Wednesday, August 10, 2011
The Viability of Headlocks, and Control Techniques
I recently viewed a blog that was addressing head-locks. I'm not a big fan of head-locks, but I can see how one can fall into one (either performing, or receiving).
Before I began studying RyuTe, the majority of head-locks that I'd been exposed to, only restrained the person (somewhat). Their arms remained free to do what-ever (hardly an effective manner of restraint). Taika showed us his method of applying a head-lock, and it elicited a completely different reaction from the recipient.
Taika's version, caused the recipient to (immediately) pull their own hands towards their own face/neck/chest (it would vary per individual) and they were unable to reach any other location (upon the tori). Likewise, he showed an escape (from an improperly applied head-lock). This was a simple pressure point application that usually causes the recipient to reel backwards (screaming) as it is applied (my students do not like to practice this technique, LOL).
Either if these (Taika's version of the head-lock, or the escape) are simple enough, that excessive practice is rarely required to become proficient at them. Previously (in my experiences), I had been subjected to practicing elaborate throws, reversals and attempts at strikes that were all subject to the uke's physical build and/or pain resistance threshold.
As I mentioned, head-locks are not a personally preferred application. I (still) envision the drugged-up crackhead who feels nothing being the individual that I wind-up attempting to apply one upon (call me paranoid, LOL). I feel more comfortable with an arm/leg restraint. If I disassemble someones limb, at least they can't hit me with it, if they get free.
The application of a controlling technique upon a (single) limb, is often viewed as being inadequate for (truly) controlling an individual. This belief is most usually accepted by individual's that haven't had the techniques properly applied (many times including BTW, L.E. Officer's). I've stated (repeatedly) that the worst example of an arm-bar application, is usually done by a Police Officer. Very often they're able to accomplish the task, but it wears ME out just Watching them.

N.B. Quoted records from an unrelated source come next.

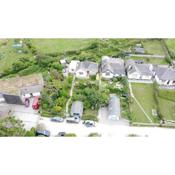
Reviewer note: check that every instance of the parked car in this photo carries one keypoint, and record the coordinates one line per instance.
(43, 132)
(89, 123)
(61, 134)
(57, 119)
(73, 120)
(27, 102)
(35, 104)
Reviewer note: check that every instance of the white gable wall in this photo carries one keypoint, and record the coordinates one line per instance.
(81, 74)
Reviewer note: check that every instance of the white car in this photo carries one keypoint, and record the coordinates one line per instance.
(89, 123)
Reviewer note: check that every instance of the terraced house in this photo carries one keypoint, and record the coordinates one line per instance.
(112, 67)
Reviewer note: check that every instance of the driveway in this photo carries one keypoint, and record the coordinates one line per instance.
(27, 115)
(103, 118)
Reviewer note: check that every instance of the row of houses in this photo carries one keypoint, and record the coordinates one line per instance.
(117, 67)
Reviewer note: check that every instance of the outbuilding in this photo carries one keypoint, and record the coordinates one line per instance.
(77, 109)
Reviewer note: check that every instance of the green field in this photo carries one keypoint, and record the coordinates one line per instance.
(60, 45)
(144, 94)
(166, 100)
(153, 47)
(171, 44)
(150, 60)
(8, 55)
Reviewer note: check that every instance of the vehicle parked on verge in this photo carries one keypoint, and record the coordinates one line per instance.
(35, 104)
(57, 119)
(73, 120)
(89, 123)
(43, 133)
(27, 102)
(61, 134)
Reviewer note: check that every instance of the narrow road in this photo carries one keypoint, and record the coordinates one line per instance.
(138, 103)
(70, 94)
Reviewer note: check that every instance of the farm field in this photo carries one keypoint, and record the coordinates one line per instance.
(144, 94)
(8, 55)
(150, 60)
(171, 44)
(153, 47)
(59, 45)
(166, 99)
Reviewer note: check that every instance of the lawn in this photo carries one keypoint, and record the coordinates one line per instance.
(171, 44)
(153, 47)
(150, 60)
(167, 108)
(166, 99)
(8, 55)
(60, 45)
(144, 94)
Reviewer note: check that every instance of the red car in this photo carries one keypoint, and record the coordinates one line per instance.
(35, 104)
(27, 102)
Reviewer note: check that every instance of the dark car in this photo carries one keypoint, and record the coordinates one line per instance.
(61, 134)
(27, 102)
(43, 133)
(89, 123)
(57, 119)
(73, 120)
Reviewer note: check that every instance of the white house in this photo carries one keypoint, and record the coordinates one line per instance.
(139, 71)
(73, 66)
(112, 67)
(86, 69)
(164, 75)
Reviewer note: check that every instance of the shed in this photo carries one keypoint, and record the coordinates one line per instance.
(114, 108)
(77, 109)
(1, 98)
(5, 111)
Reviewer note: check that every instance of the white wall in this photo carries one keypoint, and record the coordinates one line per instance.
(81, 74)
(134, 75)
(107, 76)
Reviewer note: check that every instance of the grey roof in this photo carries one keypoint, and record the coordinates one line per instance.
(164, 73)
(31, 89)
(4, 111)
(77, 108)
(114, 106)
(114, 65)
(90, 66)
(142, 69)
(139, 50)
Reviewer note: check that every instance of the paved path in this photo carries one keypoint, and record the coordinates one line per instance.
(138, 103)
(70, 94)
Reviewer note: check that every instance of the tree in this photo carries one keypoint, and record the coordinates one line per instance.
(11, 127)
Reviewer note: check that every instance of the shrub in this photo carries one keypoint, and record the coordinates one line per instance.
(94, 134)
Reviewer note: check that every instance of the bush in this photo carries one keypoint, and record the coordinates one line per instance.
(94, 134)
(70, 135)
(90, 117)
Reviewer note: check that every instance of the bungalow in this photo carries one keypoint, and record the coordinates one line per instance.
(73, 66)
(15, 90)
(114, 108)
(77, 109)
(86, 69)
(112, 67)
(164, 75)
(138, 71)
(5, 111)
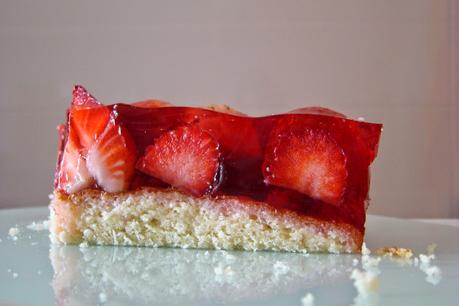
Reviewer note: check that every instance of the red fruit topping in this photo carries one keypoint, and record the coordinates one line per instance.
(112, 157)
(89, 123)
(186, 158)
(223, 108)
(81, 97)
(151, 104)
(311, 163)
(73, 174)
(317, 110)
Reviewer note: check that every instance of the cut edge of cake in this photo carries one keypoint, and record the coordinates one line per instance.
(169, 218)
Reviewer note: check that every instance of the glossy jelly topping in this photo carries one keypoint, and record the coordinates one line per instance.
(312, 160)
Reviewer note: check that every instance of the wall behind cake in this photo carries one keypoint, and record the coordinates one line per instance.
(388, 61)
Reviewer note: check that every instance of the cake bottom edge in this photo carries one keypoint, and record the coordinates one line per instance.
(168, 218)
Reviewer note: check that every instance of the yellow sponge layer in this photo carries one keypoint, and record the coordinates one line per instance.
(152, 217)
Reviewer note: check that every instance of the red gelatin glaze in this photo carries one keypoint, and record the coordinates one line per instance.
(312, 160)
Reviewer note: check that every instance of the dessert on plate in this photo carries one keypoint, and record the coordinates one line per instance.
(154, 174)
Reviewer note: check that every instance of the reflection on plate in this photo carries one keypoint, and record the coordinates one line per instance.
(140, 276)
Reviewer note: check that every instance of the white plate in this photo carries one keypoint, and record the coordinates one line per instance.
(33, 272)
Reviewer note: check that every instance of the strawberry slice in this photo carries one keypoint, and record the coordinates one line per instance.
(73, 174)
(111, 159)
(310, 162)
(89, 123)
(81, 97)
(186, 158)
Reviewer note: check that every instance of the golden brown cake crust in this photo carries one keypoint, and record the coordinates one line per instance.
(166, 217)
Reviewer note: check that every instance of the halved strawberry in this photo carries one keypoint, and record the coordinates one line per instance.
(81, 97)
(151, 104)
(89, 123)
(111, 159)
(310, 162)
(186, 158)
(73, 174)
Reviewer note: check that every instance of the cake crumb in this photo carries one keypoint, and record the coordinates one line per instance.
(84, 244)
(13, 232)
(433, 273)
(367, 285)
(102, 297)
(431, 248)
(365, 250)
(39, 226)
(280, 268)
(371, 264)
(308, 299)
(395, 252)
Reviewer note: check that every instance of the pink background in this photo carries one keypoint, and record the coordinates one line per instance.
(394, 62)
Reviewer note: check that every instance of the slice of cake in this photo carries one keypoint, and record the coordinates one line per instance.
(152, 174)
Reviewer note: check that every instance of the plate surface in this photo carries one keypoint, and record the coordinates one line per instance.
(34, 272)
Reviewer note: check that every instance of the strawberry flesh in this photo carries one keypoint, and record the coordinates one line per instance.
(81, 97)
(310, 162)
(73, 175)
(89, 123)
(186, 158)
(111, 159)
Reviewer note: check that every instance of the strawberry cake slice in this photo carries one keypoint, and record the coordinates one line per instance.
(154, 174)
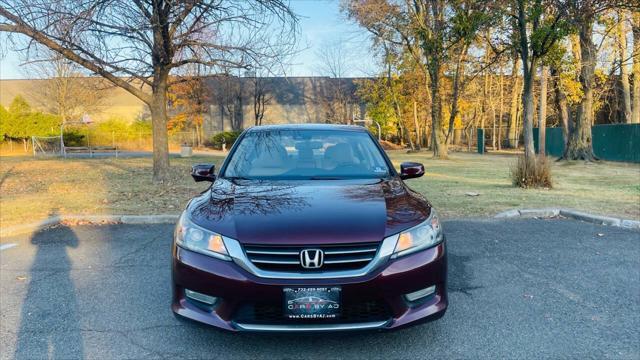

The arm-bar, is only a transitional technique. It's intent, is to motion the individual into a safer position (for the applier) before a more effective controlling position/technique is applied.
The problem with any controlling position/technique (for civilians) is the practicality of their application. Circumstances have to allow for their application. When those circumstances don't exist, then higher levels of injury (to an assailant) are usually required to assure the tori's safety.
It's for that reason (the lesser requirement of inflicting injury) that I prefer to utilize controlling techniques. I have no problem with escalation, but why go there, if it's unnecessary? Even if you ignore the (possible) legal consequences of doing so, it just seems petty to me.
It could be argued that escalation involves less physical effort, which (you would think) would interest me, but maybe it's the technical challenge of applying the technique that holds my fascination.
Nah, I just enjoy causing the guy pain and humiliation by holding them there. And, if I leave no permanent marks or injury, it's harder for them to press charges if he gets a shyster lawyer. LOL.